1996年是我国城市化进程中的一个特殊时点。1994年,我国推行了分税制财政体制改革。但中国的分税制财政体制改革名字里有“分税”,但实际上是集权过程。当时的体制设计就是两个提高,一是提高财政收入在全部GDP中的比重,二是提高中央财政收入占全部财政收入的比重。1994年的改革是财税向中央集中,结果是作为讨价还价的结果,中央给地方开了一个口子:可以大搞“土地财政”。导致的一个结果就是从1996年开始,中国的城市化呈现快速增长。
新城镇化:要体现对公民权利的保护,落实人的城镇化
去年“十八大”明确提出推进新型城镇化,加快城镇化建设的速度。今年中央“一号文件”实际上就是要推进新城镇化的一个方面,就是农业现代化。文件提出农业要规模经营,要允许土地转让给农村组织,比如说专业合作社,或者是搞家庭农场等。今年3月时任国务院总理温家宝的政府工作报告里提出要积极、稳妥的推进城镇化健康发展。

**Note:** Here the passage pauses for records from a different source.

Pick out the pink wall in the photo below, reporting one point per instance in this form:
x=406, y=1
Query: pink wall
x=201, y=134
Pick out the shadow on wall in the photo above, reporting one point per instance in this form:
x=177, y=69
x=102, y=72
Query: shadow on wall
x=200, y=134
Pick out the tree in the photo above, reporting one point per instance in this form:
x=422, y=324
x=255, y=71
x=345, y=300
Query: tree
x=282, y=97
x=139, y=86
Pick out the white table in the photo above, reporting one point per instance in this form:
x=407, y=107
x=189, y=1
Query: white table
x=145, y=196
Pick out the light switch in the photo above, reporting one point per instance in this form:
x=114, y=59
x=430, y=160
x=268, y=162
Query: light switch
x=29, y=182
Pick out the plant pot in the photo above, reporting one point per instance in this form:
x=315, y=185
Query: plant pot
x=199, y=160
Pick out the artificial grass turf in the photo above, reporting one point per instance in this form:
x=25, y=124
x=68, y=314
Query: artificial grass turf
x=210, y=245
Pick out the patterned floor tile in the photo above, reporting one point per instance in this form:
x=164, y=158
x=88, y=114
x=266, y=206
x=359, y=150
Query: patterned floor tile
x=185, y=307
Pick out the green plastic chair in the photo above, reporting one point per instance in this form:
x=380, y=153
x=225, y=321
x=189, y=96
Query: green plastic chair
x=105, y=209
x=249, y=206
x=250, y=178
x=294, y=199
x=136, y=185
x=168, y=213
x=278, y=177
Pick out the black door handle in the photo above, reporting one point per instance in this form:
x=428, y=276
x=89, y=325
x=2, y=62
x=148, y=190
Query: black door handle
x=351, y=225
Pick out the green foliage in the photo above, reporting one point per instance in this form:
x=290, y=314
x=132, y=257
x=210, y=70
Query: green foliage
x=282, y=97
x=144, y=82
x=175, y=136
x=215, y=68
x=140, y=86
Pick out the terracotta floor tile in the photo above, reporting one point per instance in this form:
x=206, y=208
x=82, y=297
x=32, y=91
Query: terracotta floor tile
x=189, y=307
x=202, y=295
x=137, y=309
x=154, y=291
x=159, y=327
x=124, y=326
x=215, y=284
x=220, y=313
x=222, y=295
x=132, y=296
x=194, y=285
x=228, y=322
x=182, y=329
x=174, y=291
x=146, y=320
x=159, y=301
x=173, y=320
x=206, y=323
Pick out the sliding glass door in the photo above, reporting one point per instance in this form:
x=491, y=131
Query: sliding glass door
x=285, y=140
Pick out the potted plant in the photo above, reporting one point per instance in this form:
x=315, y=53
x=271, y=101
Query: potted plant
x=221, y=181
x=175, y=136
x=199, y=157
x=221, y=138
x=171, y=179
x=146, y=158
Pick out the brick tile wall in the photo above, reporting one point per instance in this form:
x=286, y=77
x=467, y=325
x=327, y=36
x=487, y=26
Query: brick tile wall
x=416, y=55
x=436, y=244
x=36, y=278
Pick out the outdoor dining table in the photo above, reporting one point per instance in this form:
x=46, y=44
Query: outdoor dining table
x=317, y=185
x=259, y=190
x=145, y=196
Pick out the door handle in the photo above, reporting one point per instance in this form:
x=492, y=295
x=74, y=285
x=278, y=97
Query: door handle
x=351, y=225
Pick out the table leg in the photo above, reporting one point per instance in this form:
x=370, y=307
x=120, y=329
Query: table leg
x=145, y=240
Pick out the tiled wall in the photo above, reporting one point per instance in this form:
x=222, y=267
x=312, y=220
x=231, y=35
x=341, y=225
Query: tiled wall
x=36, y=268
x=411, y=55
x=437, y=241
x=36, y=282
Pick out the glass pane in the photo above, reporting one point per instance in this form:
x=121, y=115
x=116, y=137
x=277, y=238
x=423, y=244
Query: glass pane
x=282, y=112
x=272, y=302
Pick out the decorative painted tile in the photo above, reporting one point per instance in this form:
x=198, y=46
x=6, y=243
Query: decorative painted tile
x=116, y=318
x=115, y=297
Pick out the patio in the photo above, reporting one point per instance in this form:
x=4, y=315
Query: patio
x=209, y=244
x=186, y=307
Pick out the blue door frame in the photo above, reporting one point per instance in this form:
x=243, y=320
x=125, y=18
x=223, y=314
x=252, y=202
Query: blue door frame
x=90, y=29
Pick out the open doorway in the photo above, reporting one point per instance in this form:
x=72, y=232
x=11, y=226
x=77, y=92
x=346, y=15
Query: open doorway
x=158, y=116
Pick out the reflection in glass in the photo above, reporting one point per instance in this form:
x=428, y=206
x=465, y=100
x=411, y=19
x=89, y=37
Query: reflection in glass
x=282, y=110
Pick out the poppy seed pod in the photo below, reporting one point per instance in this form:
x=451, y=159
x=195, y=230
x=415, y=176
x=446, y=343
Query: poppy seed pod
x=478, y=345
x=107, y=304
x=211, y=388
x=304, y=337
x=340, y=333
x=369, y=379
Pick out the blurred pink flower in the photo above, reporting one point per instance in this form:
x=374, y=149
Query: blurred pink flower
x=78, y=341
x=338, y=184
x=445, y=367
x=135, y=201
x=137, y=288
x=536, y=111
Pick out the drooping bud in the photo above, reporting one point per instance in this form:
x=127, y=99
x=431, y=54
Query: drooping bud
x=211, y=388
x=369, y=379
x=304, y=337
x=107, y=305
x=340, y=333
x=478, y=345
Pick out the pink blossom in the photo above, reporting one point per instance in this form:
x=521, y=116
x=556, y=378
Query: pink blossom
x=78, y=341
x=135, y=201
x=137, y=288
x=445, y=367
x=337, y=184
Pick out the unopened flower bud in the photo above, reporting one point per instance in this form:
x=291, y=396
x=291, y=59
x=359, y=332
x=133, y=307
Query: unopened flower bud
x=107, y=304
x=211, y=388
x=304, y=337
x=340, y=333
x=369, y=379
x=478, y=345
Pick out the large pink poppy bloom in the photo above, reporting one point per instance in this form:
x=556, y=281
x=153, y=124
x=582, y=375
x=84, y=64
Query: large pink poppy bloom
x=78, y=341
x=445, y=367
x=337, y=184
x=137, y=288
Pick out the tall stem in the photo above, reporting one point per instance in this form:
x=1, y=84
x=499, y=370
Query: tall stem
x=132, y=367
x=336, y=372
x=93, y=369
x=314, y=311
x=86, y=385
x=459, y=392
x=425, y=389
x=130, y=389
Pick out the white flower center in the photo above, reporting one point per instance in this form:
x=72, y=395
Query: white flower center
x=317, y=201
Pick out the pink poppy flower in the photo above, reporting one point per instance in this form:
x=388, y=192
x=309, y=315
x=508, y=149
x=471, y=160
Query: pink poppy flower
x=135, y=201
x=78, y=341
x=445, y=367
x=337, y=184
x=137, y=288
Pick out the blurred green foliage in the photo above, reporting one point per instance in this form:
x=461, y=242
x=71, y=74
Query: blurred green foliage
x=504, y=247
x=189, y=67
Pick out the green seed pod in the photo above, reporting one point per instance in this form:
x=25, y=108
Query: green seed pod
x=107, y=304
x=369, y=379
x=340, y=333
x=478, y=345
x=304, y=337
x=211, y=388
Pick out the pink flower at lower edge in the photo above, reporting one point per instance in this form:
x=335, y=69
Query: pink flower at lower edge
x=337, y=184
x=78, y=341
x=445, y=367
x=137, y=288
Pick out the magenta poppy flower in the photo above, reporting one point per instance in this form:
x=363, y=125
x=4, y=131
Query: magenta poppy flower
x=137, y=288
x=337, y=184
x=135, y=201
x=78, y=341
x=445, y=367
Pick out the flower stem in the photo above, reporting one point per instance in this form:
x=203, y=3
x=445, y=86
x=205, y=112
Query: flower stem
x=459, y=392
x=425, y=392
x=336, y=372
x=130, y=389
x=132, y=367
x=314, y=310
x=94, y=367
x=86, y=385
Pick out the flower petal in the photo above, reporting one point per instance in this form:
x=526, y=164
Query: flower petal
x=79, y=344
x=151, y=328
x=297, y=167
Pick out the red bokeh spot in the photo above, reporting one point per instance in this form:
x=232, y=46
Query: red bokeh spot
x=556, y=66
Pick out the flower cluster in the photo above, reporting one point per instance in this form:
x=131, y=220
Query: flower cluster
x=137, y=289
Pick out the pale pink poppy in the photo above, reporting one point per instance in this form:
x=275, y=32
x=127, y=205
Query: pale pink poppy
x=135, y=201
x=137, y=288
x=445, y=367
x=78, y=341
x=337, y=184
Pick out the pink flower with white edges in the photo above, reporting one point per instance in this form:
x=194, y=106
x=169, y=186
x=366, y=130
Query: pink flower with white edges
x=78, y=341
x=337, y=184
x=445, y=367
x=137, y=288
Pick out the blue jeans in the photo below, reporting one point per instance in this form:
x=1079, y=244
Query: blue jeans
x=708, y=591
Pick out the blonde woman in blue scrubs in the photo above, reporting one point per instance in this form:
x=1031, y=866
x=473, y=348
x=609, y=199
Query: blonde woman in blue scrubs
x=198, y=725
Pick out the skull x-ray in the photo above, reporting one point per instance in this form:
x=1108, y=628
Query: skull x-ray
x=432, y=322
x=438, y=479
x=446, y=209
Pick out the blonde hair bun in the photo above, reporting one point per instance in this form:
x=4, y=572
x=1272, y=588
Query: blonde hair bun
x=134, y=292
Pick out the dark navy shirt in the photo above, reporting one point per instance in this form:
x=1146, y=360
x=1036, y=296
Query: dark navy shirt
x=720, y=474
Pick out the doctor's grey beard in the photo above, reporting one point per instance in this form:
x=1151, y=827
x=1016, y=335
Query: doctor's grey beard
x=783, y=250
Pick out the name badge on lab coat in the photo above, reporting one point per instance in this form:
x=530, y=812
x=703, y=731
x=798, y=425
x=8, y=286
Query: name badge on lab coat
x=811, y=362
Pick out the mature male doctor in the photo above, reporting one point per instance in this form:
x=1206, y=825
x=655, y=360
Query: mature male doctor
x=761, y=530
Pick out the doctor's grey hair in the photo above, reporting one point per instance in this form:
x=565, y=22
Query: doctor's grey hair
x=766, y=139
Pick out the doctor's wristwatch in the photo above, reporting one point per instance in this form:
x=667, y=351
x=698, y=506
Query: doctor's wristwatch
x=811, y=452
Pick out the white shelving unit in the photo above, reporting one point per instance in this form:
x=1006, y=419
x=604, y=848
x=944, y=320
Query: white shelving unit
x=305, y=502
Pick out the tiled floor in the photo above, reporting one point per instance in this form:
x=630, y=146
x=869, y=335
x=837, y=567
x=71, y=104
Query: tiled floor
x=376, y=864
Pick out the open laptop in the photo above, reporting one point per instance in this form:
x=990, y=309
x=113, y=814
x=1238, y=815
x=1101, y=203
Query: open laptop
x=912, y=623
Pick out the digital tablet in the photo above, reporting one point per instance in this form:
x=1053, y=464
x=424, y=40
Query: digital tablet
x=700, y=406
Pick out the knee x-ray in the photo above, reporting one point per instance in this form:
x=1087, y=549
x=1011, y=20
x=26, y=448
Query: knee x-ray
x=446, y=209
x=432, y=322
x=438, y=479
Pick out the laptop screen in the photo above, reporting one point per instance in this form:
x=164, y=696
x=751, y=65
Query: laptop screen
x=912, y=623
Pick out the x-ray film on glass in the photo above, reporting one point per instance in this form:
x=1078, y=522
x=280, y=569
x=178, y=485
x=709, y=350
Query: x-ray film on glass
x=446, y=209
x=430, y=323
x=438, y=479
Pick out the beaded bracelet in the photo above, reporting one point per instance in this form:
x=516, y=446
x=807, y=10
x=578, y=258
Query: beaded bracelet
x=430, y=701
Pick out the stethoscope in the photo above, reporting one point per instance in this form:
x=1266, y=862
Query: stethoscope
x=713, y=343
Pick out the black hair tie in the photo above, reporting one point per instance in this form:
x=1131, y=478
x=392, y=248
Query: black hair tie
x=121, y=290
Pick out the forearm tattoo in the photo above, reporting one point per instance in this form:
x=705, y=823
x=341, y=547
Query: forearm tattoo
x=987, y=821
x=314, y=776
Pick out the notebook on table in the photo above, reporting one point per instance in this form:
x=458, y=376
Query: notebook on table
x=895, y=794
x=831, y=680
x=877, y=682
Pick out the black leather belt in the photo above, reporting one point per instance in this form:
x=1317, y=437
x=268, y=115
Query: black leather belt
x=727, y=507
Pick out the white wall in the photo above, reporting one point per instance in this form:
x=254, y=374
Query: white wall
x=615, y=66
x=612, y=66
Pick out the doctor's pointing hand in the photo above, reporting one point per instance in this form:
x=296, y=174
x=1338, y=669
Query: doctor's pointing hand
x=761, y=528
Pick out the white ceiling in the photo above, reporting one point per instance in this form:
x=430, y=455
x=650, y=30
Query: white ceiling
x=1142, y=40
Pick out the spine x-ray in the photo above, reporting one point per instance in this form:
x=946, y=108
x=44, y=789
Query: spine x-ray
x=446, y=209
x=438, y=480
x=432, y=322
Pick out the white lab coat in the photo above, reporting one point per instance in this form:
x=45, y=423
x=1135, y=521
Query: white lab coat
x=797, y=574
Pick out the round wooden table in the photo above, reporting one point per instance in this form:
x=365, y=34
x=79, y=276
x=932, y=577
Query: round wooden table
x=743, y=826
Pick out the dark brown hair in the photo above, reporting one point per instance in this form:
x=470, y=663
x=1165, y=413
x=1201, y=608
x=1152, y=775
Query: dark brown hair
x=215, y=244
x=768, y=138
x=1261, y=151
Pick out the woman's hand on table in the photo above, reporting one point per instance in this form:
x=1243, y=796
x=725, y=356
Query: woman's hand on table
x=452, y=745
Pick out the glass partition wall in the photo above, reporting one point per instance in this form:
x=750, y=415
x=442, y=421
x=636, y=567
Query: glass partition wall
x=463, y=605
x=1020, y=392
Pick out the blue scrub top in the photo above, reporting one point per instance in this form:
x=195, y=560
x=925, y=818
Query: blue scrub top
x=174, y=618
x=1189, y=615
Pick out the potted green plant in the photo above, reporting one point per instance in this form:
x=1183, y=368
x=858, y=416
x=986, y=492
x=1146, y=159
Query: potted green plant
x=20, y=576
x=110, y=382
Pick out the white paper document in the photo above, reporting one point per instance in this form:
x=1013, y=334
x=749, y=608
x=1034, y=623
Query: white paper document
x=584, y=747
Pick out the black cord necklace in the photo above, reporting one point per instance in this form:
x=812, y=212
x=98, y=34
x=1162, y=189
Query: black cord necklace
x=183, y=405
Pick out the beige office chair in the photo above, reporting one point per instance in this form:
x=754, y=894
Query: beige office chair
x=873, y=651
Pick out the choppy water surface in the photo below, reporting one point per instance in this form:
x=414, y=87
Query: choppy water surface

新型城镇化或新城镇化之所以为“新”,就是要打破以前的城镇化路径,要体现对农民权益的保护。在就任总理之前,李克强就在多个场合提及新城镇化的战略设想。去年4月份,李克强指出,要尊重农民意愿,切实维护农民权益,严格保护耕地。今年1月15日,李克强又再次强调说,推进城镇化,核心是人的城镇化,关键是提高城镇化质量,要实现产业发展和城镇建设融合,让农民工逐步融进城市。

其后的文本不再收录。